13 JumpCrisscross 6 7/28/2025, 7:45:09 PM theatlantic.com ↗

Comments (6)

duxup · 3h ago
IIRC the German economic situation just before WWII broke out was dire. With massive deficit spending and economic imbalance meant they had driven the economy to the edge of an economic cliff and had nowhere to go but war. I assume removal of any educated / reasonable administrators was part of getting that process going.
bix6 · 2h ago
“a fiscal conservative who subscribed to the “golden rule” of banking, which stipulated that a country’s indebtedness should never exceed its obligations.”

Hahaha how far we’ve come. The kids will pay for it genau.

hattmall · 2h ago
What does this mean exactly? "Indebtedness should never exceed obligations."

Isn't indebtedness an obligation? So are they not the same thing?

Jtsummers · 1h ago
What it's legally obliged to do (or spend, in this case).

In many countries, there's obligatory spending and discretionary spending. His perspective (per this, never read about him before) was that you should not take on more debt than is actually required to meet the obligations. Skip the discretionary spending if it would lead to debt.

For a household analogy: If you have $50 in the bank and a $100 electric bill, go $50 into debt. If you have $50 in the bank and want to go to a dinner that will cost $100, skip the dinner.

> Isn't indebtedness an obligation? So are they not the same thing?

Indebtedness is a consequence, paying off debts can be an obligation.

mitchbob · 2h ago
southernplaces7 · 1h ago
TL;DR: Hitler demanded that he do as Hitler wanted. The central banker said No and claimed the law protected his institutional independence. Hitler acknowledged this, but said that he'd just get rid of him extra-legally.

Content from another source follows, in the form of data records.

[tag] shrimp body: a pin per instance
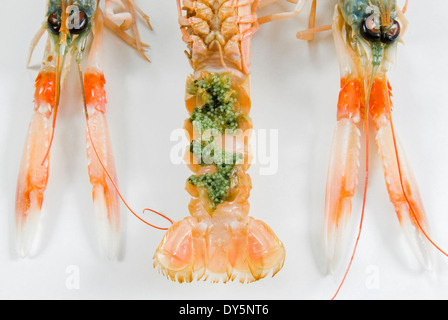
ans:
(366, 34)
(74, 29)
(219, 241)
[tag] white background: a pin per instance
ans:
(295, 88)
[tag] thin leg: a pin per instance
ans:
(129, 22)
(283, 15)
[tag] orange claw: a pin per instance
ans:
(105, 197)
(33, 174)
(400, 181)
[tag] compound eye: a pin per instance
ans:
(370, 28)
(391, 34)
(79, 22)
(54, 23)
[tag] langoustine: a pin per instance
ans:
(366, 34)
(219, 241)
(71, 26)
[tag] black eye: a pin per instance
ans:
(78, 22)
(54, 23)
(389, 35)
(370, 28)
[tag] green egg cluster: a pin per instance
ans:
(217, 115)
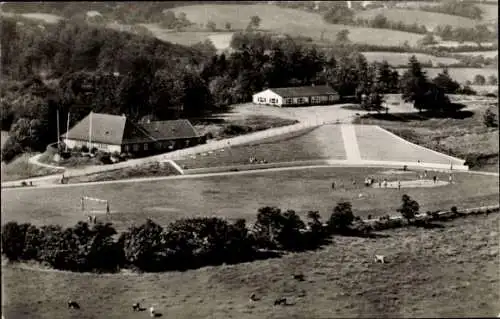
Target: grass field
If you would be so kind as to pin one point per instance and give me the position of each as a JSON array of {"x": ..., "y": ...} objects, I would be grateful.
[
  {"x": 377, "y": 144},
  {"x": 20, "y": 168},
  {"x": 460, "y": 75},
  {"x": 241, "y": 195},
  {"x": 320, "y": 143},
  {"x": 453, "y": 136},
  {"x": 429, "y": 19},
  {"x": 291, "y": 21},
  {"x": 396, "y": 58},
  {"x": 429, "y": 273},
  {"x": 486, "y": 54}
]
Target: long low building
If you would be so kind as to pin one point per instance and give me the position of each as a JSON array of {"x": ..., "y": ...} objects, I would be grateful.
[
  {"x": 115, "y": 133},
  {"x": 297, "y": 96}
]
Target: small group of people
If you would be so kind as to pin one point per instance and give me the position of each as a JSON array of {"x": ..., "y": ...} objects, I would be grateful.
[
  {"x": 92, "y": 219},
  {"x": 254, "y": 160}
]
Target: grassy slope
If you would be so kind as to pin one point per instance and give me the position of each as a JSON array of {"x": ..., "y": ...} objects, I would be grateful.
[
  {"x": 430, "y": 273},
  {"x": 455, "y": 136},
  {"x": 458, "y": 74},
  {"x": 429, "y": 19},
  {"x": 375, "y": 144},
  {"x": 396, "y": 58},
  {"x": 290, "y": 21},
  {"x": 236, "y": 196},
  {"x": 298, "y": 146}
]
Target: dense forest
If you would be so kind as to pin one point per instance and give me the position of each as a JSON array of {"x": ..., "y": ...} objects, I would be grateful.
[{"x": 79, "y": 68}]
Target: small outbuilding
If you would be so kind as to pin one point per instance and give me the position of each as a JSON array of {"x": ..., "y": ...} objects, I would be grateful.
[{"x": 297, "y": 96}]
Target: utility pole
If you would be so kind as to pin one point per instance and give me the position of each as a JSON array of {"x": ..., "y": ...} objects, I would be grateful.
[
  {"x": 90, "y": 130},
  {"x": 67, "y": 130},
  {"x": 58, "y": 133}
]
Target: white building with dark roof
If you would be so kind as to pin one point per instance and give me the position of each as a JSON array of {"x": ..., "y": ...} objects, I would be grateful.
[
  {"x": 297, "y": 96},
  {"x": 115, "y": 133}
]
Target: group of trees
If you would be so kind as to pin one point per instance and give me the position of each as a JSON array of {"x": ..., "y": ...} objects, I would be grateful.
[
  {"x": 479, "y": 34},
  {"x": 457, "y": 8},
  {"x": 183, "y": 244},
  {"x": 428, "y": 95}
]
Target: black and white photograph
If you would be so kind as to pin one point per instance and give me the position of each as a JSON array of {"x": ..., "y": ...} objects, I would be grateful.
[{"x": 249, "y": 159}]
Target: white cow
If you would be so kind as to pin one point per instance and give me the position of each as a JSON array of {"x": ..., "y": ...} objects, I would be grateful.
[{"x": 380, "y": 258}]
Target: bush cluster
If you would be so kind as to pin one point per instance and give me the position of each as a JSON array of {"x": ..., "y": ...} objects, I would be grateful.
[{"x": 193, "y": 242}]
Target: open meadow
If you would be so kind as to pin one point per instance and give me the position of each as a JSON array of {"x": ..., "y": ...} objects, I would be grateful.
[
  {"x": 290, "y": 21},
  {"x": 240, "y": 195},
  {"x": 442, "y": 272},
  {"x": 461, "y": 75},
  {"x": 429, "y": 19},
  {"x": 397, "y": 59}
]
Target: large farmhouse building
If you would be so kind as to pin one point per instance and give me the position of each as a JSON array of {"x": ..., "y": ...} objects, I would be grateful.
[
  {"x": 114, "y": 133},
  {"x": 295, "y": 96}
]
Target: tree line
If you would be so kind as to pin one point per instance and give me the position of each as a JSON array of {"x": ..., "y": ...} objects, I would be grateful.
[
  {"x": 88, "y": 69},
  {"x": 185, "y": 243}
]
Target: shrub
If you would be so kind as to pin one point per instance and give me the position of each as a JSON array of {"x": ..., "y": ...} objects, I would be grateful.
[
  {"x": 409, "y": 208},
  {"x": 341, "y": 218},
  {"x": 13, "y": 240}
]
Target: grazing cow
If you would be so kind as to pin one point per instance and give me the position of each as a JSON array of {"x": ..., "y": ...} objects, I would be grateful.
[
  {"x": 380, "y": 258},
  {"x": 299, "y": 277},
  {"x": 136, "y": 306},
  {"x": 253, "y": 297},
  {"x": 280, "y": 301},
  {"x": 73, "y": 305}
]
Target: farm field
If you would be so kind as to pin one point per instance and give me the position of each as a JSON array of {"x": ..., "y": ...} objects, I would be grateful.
[
  {"x": 290, "y": 21},
  {"x": 311, "y": 144},
  {"x": 460, "y": 75},
  {"x": 396, "y": 58},
  {"x": 429, "y": 19},
  {"x": 430, "y": 273},
  {"x": 463, "y": 137},
  {"x": 377, "y": 144},
  {"x": 240, "y": 196}
]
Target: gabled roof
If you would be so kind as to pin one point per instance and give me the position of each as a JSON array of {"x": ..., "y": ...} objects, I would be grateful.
[
  {"x": 106, "y": 129},
  {"x": 164, "y": 130},
  {"x": 117, "y": 130},
  {"x": 304, "y": 91}
]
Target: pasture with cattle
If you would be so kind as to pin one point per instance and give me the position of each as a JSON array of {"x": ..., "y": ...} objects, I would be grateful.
[{"x": 307, "y": 159}]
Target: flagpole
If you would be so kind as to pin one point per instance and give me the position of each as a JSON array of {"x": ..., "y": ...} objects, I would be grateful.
[
  {"x": 58, "y": 131},
  {"x": 67, "y": 130}
]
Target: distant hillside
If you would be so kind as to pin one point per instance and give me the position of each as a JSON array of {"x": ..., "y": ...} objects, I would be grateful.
[
  {"x": 429, "y": 19},
  {"x": 29, "y": 48},
  {"x": 290, "y": 21}
]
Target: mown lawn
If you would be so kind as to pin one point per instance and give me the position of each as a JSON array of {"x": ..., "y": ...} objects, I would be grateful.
[
  {"x": 444, "y": 272},
  {"x": 310, "y": 144},
  {"x": 465, "y": 138},
  {"x": 241, "y": 195}
]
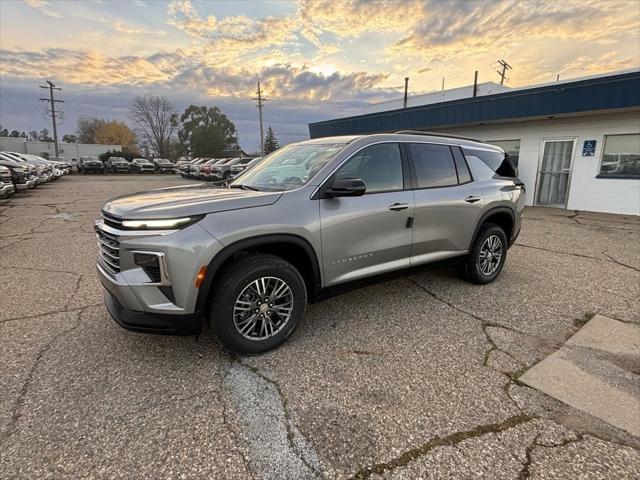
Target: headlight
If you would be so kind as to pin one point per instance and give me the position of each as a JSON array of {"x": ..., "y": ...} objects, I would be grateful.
[{"x": 160, "y": 224}]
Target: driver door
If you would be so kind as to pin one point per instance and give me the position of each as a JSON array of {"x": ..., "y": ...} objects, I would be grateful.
[{"x": 369, "y": 234}]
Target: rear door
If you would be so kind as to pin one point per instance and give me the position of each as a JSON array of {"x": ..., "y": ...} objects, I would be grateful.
[
  {"x": 448, "y": 203},
  {"x": 371, "y": 234}
]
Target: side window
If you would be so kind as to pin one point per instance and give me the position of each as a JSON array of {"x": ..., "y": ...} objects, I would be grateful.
[
  {"x": 464, "y": 175},
  {"x": 498, "y": 162},
  {"x": 380, "y": 166},
  {"x": 434, "y": 165}
]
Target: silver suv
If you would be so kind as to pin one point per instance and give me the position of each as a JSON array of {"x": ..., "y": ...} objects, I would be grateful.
[{"x": 311, "y": 216}]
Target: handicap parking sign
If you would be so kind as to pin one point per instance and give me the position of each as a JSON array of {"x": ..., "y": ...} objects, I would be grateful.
[{"x": 589, "y": 148}]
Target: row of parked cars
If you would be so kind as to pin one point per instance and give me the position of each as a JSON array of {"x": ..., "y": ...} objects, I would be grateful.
[
  {"x": 122, "y": 165},
  {"x": 23, "y": 171},
  {"x": 215, "y": 169}
]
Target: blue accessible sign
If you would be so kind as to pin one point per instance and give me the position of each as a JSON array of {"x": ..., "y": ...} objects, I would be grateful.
[{"x": 589, "y": 148}]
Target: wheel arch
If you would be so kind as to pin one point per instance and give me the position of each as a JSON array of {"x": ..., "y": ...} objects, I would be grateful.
[
  {"x": 293, "y": 248},
  {"x": 501, "y": 216}
]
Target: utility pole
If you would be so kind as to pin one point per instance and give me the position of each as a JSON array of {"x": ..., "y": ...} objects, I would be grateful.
[
  {"x": 51, "y": 87},
  {"x": 505, "y": 66},
  {"x": 475, "y": 84},
  {"x": 406, "y": 91},
  {"x": 260, "y": 99}
]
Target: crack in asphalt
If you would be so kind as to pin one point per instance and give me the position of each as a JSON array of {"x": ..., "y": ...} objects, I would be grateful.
[
  {"x": 288, "y": 422},
  {"x": 620, "y": 263},
  {"x": 580, "y": 255},
  {"x": 448, "y": 441},
  {"x": 485, "y": 324},
  {"x": 524, "y": 472},
  {"x": 16, "y": 411}
]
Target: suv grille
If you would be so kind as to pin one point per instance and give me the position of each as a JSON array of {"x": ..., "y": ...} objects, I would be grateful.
[
  {"x": 109, "y": 245},
  {"x": 112, "y": 220}
]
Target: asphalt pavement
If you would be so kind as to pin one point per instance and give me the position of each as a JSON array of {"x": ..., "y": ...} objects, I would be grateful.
[{"x": 406, "y": 379}]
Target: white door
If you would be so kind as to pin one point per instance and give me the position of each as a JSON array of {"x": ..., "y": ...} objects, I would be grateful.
[{"x": 554, "y": 173}]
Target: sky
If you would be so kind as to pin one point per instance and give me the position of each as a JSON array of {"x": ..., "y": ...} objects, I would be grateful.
[{"x": 315, "y": 59}]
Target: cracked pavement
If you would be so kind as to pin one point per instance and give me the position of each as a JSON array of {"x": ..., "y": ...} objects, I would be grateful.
[{"x": 411, "y": 378}]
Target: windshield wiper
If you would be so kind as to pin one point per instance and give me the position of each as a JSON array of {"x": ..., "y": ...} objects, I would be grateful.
[{"x": 244, "y": 187}]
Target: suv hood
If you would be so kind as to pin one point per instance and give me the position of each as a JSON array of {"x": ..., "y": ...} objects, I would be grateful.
[{"x": 186, "y": 201}]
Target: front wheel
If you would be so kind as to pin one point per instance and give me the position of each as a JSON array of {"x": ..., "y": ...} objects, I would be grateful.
[
  {"x": 487, "y": 256},
  {"x": 257, "y": 303}
]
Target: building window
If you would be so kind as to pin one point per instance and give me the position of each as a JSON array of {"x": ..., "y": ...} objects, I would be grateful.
[
  {"x": 511, "y": 148},
  {"x": 621, "y": 156}
]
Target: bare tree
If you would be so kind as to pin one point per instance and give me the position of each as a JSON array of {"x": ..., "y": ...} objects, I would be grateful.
[
  {"x": 154, "y": 120},
  {"x": 86, "y": 129}
]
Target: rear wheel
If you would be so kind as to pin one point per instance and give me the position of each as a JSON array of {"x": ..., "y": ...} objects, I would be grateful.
[
  {"x": 487, "y": 256},
  {"x": 256, "y": 304}
]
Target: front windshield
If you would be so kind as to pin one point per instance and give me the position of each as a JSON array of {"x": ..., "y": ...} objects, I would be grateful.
[{"x": 289, "y": 167}]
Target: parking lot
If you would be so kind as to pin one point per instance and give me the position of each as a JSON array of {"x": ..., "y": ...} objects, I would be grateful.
[{"x": 411, "y": 378}]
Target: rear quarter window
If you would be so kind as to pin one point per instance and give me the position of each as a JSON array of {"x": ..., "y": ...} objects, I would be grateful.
[{"x": 497, "y": 161}]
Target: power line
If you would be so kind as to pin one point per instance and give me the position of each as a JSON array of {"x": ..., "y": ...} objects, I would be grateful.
[
  {"x": 51, "y": 87},
  {"x": 260, "y": 99},
  {"x": 505, "y": 66}
]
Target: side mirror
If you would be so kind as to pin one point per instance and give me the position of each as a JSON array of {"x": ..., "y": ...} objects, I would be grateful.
[{"x": 346, "y": 187}]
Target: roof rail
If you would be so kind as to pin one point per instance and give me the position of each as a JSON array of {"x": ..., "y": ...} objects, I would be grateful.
[{"x": 436, "y": 134}]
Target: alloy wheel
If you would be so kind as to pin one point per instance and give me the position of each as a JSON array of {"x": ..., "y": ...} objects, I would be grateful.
[
  {"x": 263, "y": 308},
  {"x": 490, "y": 255}
]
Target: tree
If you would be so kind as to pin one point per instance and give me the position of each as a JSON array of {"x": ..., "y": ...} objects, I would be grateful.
[
  {"x": 154, "y": 119},
  {"x": 112, "y": 132},
  {"x": 270, "y": 142},
  {"x": 207, "y": 132},
  {"x": 86, "y": 129},
  {"x": 43, "y": 136}
]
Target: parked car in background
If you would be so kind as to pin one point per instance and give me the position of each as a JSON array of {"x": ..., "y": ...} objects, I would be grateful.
[
  {"x": 117, "y": 164},
  {"x": 313, "y": 216},
  {"x": 164, "y": 165},
  {"x": 204, "y": 172},
  {"x": 222, "y": 170},
  {"x": 42, "y": 173},
  {"x": 90, "y": 164},
  {"x": 240, "y": 167},
  {"x": 22, "y": 176},
  {"x": 7, "y": 188},
  {"x": 194, "y": 168},
  {"x": 142, "y": 165}
]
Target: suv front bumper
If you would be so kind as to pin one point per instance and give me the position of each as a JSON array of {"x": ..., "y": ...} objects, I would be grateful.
[
  {"x": 144, "y": 322},
  {"x": 139, "y": 300}
]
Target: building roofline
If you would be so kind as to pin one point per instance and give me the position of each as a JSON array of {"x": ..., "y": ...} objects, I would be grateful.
[{"x": 602, "y": 92}]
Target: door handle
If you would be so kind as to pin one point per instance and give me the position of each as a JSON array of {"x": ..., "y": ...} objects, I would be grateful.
[{"x": 398, "y": 206}]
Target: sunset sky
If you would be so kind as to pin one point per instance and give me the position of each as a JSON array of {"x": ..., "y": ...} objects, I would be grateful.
[{"x": 317, "y": 59}]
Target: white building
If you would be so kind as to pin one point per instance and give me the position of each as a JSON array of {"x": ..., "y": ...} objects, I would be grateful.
[
  {"x": 68, "y": 151},
  {"x": 576, "y": 143}
]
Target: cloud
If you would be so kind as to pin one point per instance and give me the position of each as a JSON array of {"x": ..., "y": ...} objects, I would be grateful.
[
  {"x": 449, "y": 28},
  {"x": 352, "y": 18},
  {"x": 43, "y": 7}
]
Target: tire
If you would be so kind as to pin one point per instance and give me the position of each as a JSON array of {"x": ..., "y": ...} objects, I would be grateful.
[
  {"x": 485, "y": 245},
  {"x": 236, "y": 284}
]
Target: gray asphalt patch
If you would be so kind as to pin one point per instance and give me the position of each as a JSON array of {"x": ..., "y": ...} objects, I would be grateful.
[
  {"x": 276, "y": 448},
  {"x": 596, "y": 371}
]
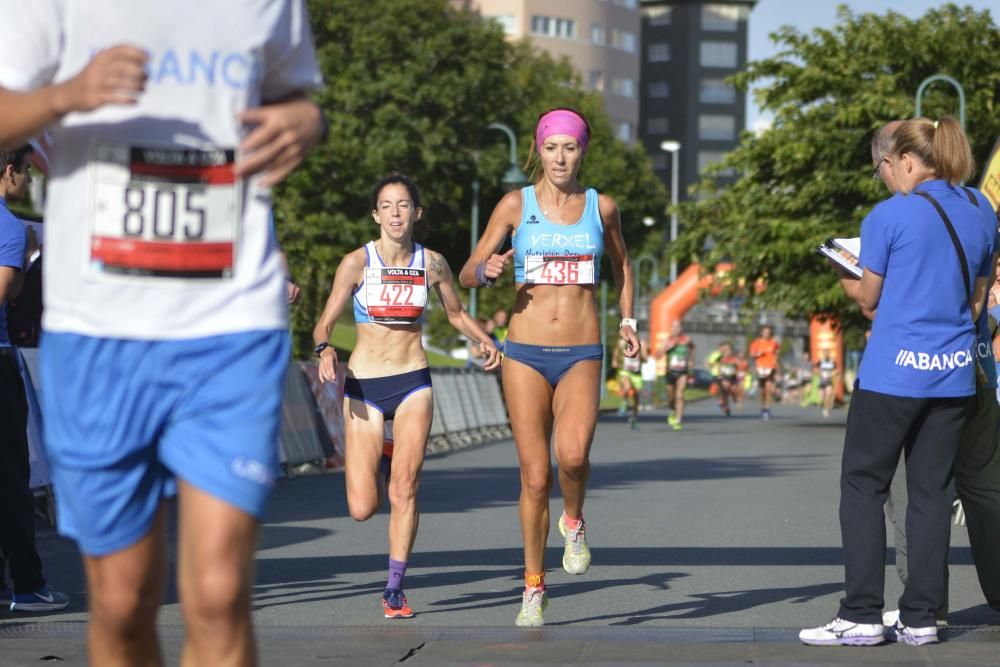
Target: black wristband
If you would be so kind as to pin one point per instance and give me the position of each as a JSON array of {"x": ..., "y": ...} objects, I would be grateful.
[{"x": 481, "y": 276}]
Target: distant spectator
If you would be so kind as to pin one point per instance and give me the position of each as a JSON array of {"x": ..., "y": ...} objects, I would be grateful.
[{"x": 17, "y": 516}]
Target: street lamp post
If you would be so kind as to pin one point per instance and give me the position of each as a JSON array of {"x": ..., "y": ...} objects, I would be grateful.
[
  {"x": 513, "y": 177},
  {"x": 947, "y": 79},
  {"x": 674, "y": 148}
]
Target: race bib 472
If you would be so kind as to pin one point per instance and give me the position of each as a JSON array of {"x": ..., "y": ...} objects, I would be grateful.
[{"x": 164, "y": 212}]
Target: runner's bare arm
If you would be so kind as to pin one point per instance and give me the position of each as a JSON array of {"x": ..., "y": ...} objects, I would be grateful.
[
  {"x": 458, "y": 317},
  {"x": 346, "y": 280},
  {"x": 621, "y": 267},
  {"x": 283, "y": 134},
  {"x": 116, "y": 75},
  {"x": 502, "y": 221}
]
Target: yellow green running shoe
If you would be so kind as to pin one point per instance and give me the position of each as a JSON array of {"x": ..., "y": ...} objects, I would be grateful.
[
  {"x": 533, "y": 603},
  {"x": 576, "y": 557}
]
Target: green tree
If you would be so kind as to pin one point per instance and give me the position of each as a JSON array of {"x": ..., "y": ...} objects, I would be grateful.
[
  {"x": 809, "y": 176},
  {"x": 411, "y": 86}
]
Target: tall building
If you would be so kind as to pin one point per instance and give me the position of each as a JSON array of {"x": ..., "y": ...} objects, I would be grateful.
[
  {"x": 599, "y": 37},
  {"x": 689, "y": 47}
]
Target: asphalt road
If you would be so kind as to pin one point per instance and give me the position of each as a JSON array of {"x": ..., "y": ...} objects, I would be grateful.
[{"x": 712, "y": 545}]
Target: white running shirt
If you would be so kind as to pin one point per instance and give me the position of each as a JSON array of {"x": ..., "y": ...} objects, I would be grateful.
[{"x": 148, "y": 233}]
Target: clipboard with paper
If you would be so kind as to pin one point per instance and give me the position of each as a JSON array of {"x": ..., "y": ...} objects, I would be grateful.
[{"x": 832, "y": 247}]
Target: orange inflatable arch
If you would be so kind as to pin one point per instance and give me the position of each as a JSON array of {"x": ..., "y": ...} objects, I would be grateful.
[{"x": 678, "y": 298}]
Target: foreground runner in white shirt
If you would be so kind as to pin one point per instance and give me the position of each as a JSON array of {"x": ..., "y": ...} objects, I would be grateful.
[{"x": 166, "y": 338}]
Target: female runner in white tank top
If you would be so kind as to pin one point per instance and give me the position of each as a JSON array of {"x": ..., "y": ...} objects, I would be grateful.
[
  {"x": 387, "y": 377},
  {"x": 552, "y": 365}
]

The fearful central banker resigned his post in less than 2 months after Hitler became chancellor, got himself fobbed off to an ambassadorship in which he humiliatingly spent time propagandizing on the Nazis behalf, and was replaced at the central bank by a Hitler Lackey who did as Hitler wanted.

Fin.

The headline implies a vigorous resistance to authoritarian control, that didn't at all happen.